The loaf-wide bread-slicing machine was invented in 1928 by Otto Frederick Rohwedder, an Iowan man of German descent (of course). According to extensive research done by author Don Voorhees, the original prototype was destroyed in a fire in 1912, which the wiser of Davenport, Iowa residents would have seen as an omen of the disasters that would follow. However, similar to the subprime mortgage crisis of 2008, no one bothered to open their eyes and another avoidable catastrophe was permitted to happen. The revised and “improved” machine went on to be utilized by the Chillicothe Baking Company, Holsum Bread, and eventually made its name as a part of the Wonder Bread manufacturing process (it’s no wonder they were concerned with their capitalist profits rather than their ethical values).
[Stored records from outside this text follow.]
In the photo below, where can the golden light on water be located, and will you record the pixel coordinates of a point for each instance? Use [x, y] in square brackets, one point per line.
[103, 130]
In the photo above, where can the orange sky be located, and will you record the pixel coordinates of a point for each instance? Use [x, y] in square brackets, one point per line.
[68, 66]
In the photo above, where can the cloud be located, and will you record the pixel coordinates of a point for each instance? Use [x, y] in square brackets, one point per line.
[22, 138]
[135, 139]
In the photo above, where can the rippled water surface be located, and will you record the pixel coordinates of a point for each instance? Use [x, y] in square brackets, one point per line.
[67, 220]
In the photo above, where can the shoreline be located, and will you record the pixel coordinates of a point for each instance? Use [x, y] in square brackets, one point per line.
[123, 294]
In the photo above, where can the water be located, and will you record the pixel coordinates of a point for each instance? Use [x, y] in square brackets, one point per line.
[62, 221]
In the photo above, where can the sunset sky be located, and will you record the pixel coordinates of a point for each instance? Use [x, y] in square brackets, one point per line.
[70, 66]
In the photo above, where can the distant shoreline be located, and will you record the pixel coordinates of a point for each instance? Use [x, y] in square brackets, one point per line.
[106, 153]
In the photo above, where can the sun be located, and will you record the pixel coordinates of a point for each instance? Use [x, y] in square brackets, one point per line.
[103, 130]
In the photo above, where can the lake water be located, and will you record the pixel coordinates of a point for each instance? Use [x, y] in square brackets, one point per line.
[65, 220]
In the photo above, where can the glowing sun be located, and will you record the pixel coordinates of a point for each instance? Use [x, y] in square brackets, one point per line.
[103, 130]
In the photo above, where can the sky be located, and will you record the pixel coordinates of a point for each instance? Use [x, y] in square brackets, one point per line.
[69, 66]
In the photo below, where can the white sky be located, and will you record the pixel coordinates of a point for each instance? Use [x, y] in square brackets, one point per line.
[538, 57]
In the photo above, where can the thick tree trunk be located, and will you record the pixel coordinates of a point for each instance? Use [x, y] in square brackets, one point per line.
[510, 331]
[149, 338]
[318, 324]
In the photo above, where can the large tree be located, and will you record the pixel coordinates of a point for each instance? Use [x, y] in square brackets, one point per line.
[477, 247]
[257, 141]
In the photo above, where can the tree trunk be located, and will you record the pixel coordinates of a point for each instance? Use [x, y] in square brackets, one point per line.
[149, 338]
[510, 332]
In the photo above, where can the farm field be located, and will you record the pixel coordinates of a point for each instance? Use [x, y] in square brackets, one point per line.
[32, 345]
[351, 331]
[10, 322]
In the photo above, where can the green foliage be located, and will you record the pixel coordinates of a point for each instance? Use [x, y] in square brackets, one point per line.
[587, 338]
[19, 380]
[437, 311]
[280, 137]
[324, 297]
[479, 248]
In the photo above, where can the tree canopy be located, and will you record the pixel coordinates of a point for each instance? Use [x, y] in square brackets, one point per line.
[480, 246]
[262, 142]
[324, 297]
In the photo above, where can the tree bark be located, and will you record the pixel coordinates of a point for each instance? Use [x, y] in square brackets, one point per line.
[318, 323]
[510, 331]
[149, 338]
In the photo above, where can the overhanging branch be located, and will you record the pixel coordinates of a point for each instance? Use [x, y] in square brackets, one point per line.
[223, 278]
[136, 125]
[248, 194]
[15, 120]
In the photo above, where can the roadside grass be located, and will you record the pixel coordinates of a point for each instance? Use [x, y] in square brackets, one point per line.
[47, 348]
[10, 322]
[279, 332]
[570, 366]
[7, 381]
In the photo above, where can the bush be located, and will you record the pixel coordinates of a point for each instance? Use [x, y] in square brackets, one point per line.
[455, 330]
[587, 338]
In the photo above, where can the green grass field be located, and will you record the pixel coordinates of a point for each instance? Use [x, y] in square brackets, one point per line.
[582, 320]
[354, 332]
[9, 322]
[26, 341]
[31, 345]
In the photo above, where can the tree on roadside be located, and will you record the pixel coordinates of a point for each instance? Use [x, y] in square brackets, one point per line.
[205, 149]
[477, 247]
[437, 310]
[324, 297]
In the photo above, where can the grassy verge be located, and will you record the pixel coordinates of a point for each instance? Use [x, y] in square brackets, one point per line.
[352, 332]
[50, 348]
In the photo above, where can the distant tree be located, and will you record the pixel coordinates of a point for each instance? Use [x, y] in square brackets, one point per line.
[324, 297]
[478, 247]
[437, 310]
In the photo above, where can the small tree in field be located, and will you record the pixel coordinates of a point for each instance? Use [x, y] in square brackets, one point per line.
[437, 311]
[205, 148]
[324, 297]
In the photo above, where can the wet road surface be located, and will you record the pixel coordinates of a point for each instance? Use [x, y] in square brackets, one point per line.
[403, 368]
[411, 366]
You see, lovely, faithful readers, this bread-slicing mechanism became an essential tool in the arsenal of food industrialists. Copy after copy of this machine was produced and countless energy was wasted not only in the formulation of the machine itself but in its slicing of loaf after loaf. Millions of innocent bread loaves found themselves under the knife and and were heartlessly slaughtered to thin, evenly sliced bits. As these young breads passed through, energy, likely drawn from a nonrenewable resource from the coal or oil industries that were booming at this time, was being drained at a constant rate from our fragile and precious earth. A single bread-slicing machine likely sucked up an entire Tyrannosaurus rex worth of fossil fuels. Because of sliced bread, we have depleted resources beyond imagination -- our world is most certainly for the worse.

 

Kind, devoted readers, further justification for my lack of respect for sliced bread lies in its detrimental effects on the American body and mind. The rapidly growing consumerism in the first quarter of the 20th century greatly contributed to the overproduction and overconsumption of sliced bread. As industrialism began to flourish, Americans became less than people -- they became consumers. The purpose and concern of these automatons shifted from strength to comfort, from drudgery to leisure. As a result, Americans became lazier in many aspects, not excluding their bread cutting. They became pampered, too busy with monotonously working their white collar jobs and secretly loathing their middle-class families. Thus, when lunchtime came, they had neither the energy nor the care to slice a simple piece of bread for themselves. They found it much more appealing to pull an already-sliced piece out of their perfectly packaged bread bag. Creative uses for bread also declined. The market became stuffed with artificial white bread as opposed to healthful whole wheat bread, simply because it was easier for the machines to slice, since they didn’t have to worry about cutting any nutrients or fiber. Bread became a staple in sandwiches and toast, but neglected being used as any side dish or meal complement. The beautiful, heavy baguettes that once were dipped in caviar or wine sauce were thrown out in favor of weak, thin slices of emptiness. In addition, loving, enthusiastic readers, this travesty contributed to the declining of Americans’ health. The aforementioned wheat and grains were all but extinguished from the table. This tragedy perpetuated the American philosophy of justifying one’s eating of bread because it is traditionally seen as a healthy snack, without acknowledging (or even understanding) that all components of health had been meticulously removed. The people became mindless, entirely unconcerned for their health of body or mind. The bread-slicing industry deteriorated the American spirit.

 

Wonderful, conservative reader, I leave you with this lamentation of the state of our nation today. The bread industry has been destroyed and adulterated by mechanization. What happened to the days of bread as a versatile, nutritious staple food, in ciabatta and focaccia? I am embarrassed at the ease with which bread has succumbed to the environmentally, consciously, and ethically disastrous ways of industrialization. It is clear that, for anything to be “better than sliced bread,” it must merely be competent and moderately satisfactory. If we are to truly be a great nation constantly seeking innovation, we must force the sliced bread empire to crumble.